The Delivery Optimization node contains the following five settings.
- Download Mode
Use this setting to configure the use of Windows Update Delivery Optimization in downloads of Windows apps and updates. These settings offer slightly more granularity in the Settings app, allowing the device to receive updates from more than one place. There are four options, as follows.
- None: Disable the feature
- Group: Peers on same NAT only
- LAN: Local Network/Private Peering (PCs in the same domain by default)

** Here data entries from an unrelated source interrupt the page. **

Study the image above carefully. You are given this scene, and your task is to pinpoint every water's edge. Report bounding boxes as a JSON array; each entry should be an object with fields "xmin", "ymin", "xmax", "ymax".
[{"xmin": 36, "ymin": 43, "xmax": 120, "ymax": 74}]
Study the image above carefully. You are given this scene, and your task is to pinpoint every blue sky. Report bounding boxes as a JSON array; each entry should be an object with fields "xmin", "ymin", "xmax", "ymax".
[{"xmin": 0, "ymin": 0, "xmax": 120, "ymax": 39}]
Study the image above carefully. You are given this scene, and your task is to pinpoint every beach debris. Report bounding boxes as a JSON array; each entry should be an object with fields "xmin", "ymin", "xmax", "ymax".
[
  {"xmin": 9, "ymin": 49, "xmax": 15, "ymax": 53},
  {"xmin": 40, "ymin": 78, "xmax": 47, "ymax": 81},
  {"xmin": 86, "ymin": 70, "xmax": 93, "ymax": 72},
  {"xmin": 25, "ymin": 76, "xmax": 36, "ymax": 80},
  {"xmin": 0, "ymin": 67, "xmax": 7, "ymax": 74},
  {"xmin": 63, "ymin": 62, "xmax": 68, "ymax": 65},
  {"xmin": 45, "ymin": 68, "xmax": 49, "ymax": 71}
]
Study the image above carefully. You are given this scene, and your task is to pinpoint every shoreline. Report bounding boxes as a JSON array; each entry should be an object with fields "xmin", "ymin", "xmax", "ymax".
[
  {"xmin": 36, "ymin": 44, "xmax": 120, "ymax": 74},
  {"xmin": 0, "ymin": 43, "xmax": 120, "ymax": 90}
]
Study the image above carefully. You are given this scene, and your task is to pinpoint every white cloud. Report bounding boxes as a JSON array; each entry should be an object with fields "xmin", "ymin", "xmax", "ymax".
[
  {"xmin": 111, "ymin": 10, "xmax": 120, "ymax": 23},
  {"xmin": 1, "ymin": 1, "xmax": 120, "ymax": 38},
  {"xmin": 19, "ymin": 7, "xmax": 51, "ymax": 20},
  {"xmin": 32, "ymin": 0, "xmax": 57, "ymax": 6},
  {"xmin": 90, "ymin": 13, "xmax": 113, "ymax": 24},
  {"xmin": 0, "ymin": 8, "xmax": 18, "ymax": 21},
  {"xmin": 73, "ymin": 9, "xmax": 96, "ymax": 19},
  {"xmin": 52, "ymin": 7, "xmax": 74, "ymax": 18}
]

- Internet: Internet Peering only
- Group ID
Set this policy to specify an arbitrary group ID to which the device belongs by using a globally unique identifier (GUID) as the group ID. This segments the devices when using the Group option in the Download Mode setting.
- Max Cache Age
Use this to define the maximum time the Delivery Optimization cache can hold each file.
- Max Cache Size
This option limits the maximum cache size Delivery Optimization can use as a percentage of the internal disk size.
- Max Upload Bandwidth
This policy defines a limit for the upload bandwidth that a device uses for all concurrent upload activity by Delivery Optimization (kilobytes per second).
Review the new GPOs that relate to the new Windows Update functionality found in Windows 10.
Troubleshoot Windows Update
If a machine is not receiving updates and you have checked the Settings app and Group Policy settings, verify that the two services in Windows relating to Windows Update are running.
The first is the Windows Update service, which checks which updates have been installed locally and what is available on the update servers. The Windows Update service also handles the download, installation, and reporting of the state of updates.
Background Intelligent Transfer Service (BITS) is a supplemental service that handles the transfer of update files in the most efficient manner.
Both services need to be running for Windows Update to function correctly.